Lawrence genuinely is a wanderer though, currently frequenting Goldsmiths College, he could be found just a year ago off his box in the fields of Sussex where he grew up – “Yeah, back there was the first time I played live,” he starts to explain. “It was just awesome, everyone was off their heads, it’s Sussex you know!” A ring goes off; it couldn’t have been better timed. “Shit it’s my mum, and she never rings! My parents are pretty cool though. They could’ve done a better job than I have of this interview.”  Take a boy out of Sussex, though, and what do you get? “I’m pretty sick of the scene thing in London already. I know people probably think I dress like a scenester but I really don’t mean too, I just steal my girl-friends clothes. A lot of it’s so contrived isn’t it, it’s not real y’know.” He may not like it but promoters and bands are already cottoning on, and finding yourself on the bill with such great new Goldsmiths bands as Beaty Heart can hardly be problematic? “Yeah maybe there is something going on – DIY punk, experimental or some kind of shit.”

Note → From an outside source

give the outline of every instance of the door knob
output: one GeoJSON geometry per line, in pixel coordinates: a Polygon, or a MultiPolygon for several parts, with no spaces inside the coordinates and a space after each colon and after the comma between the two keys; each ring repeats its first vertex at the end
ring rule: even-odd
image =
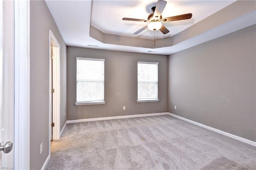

The more time spent with The Caulfield Beats the more you get back, his music like a good painting… at least that’s how he sees it. “I don’t always think of it as music, more visual art. I always think about the aesthetics of sound,” he says, and this isn’t hard to imagine as you’re carried through each track on a euphoric wave, stopping to take in every vibrant layer, every gaudy arcadian hum. His almost playful, humorous take on music is all with purpose too. “There’s the grammar of music and I look for the poetry,” he says. “A lot of bands just go for the hook, the basic grammar if you like, they don’t go for the poetry.”

Out on a limb, is it really Lawrence against the world, though? If you make music in a bedsit do you have to exist in that bubble continually? Some producers go on to collaborate with other bands. “Nah, I don’t like the idea of getting in with a group of people, I think of myself as a band even though its just me on my own.” Yes, then, it seem is it The Caulfield Beats against the world.